How to write and run tests in Java

Setting up your test files

Follow the instructions in our IntelliJ Setup guide. Make sure you follow step five of “Setting up homework in IntelliJ.”

We will give you files in which you’ll write your tests for every Java assignment except HW09. To write tests in HW09, create a new class, give it a descriptive name (like MyTests.java), and write the following lines at the top of the file:

import org.junit.jupiter.api.*;
import static org.junit.jupiter.api.Assertions.*;

This will import all of the tools you need to write JUnit tests into the file. Read below for the syntax of individual test cases.

Running your tests

To run your tests, open the testing file you want to run and press the green play button in the top left of your screen.

Sometimes this may run your entire program instead of the test file. To run only the test file, right click on the file in the Package Explorer (left of your screen, by default), click Run As, and click JUnit Test.

You will be able to see which tests passed, failed, or resulted in an error.

Double-click on a failing test case in the above window to display its failure trace, which will help you debug!

Writing test syntax

How to actually write a test

As much as you might want to forget about OCaml, we don’t want all of your good test-writing skills to go to waste! Recall the syntax we used to write this test for rainfall in HW01:

let test () : bool =
    rainfall [1; 2; 3; -999] = 2
;; run_test "rainfall: -999 ends the list" test

We write run_test to indicate that we’re running a test. We provide run_test with two arguments: a string that describes the test and the test that should be run. In the test, we compare the actual result, rainfall [1; 2; 3; -999], to the expected result, 2. We’ll find the same structure in tests in Java.

Let’s look at the syntax of a test we write for you in HW06:

@Test
public void testConstructInBounds() {
    Pixel p = new Pixel(40, 50, 60);
    assertEquals(40, p.getRed());
    assertEquals(50, p.getGreen());
    assertEquals(60, p.getBlue());
}

First, annotations before every method in the class are used to indicate the purpose of the method and are designated with the @ symbol. Here, we want to use the above method to test one of the Pixel constructors, so we use @Test to indicate we want JUnit to run it as a test.

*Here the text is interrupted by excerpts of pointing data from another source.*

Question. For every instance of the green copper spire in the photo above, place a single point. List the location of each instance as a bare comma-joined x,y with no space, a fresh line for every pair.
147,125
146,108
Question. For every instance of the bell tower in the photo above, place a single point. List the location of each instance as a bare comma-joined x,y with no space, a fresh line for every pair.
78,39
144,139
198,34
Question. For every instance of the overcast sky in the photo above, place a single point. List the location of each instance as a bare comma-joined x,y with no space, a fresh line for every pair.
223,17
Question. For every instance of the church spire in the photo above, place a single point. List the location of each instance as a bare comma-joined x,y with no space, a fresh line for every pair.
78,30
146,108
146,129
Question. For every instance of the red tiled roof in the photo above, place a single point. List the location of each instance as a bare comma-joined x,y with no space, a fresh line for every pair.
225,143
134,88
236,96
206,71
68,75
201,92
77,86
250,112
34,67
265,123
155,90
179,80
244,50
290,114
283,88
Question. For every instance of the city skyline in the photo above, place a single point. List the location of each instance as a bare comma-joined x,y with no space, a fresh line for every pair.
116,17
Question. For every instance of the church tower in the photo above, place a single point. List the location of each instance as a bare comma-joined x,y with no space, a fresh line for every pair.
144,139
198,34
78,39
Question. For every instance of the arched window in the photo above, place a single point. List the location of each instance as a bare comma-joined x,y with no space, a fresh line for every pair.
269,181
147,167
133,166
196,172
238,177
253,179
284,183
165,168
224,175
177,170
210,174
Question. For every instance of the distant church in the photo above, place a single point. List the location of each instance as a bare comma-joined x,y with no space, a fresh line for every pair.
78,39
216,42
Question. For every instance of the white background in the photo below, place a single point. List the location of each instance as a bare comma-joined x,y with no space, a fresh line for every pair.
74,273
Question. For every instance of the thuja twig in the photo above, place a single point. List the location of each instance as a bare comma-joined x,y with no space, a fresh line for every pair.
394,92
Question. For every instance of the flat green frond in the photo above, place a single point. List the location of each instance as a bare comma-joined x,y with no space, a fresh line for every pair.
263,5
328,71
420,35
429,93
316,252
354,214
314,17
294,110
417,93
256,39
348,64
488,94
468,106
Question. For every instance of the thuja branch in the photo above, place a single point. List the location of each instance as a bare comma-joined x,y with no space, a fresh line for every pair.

We’re also not just limited to writing testing methods! There are other behaviors the method could have. For example, @BeforeEach indicates the method should be performed before running each test in the class. Other annotations include @BeforeAll, @AfterEach, @AfterAll, @RepeatedTest, and more. To see a complete list of annotations, check out the JUnit 5 Javadocs.

Let’s look at an example of when we’d want to use these annotations. It’s spooky season at the time of writing, so let’s consider a class called CandyBowl. The full code with comments is available in the appendix.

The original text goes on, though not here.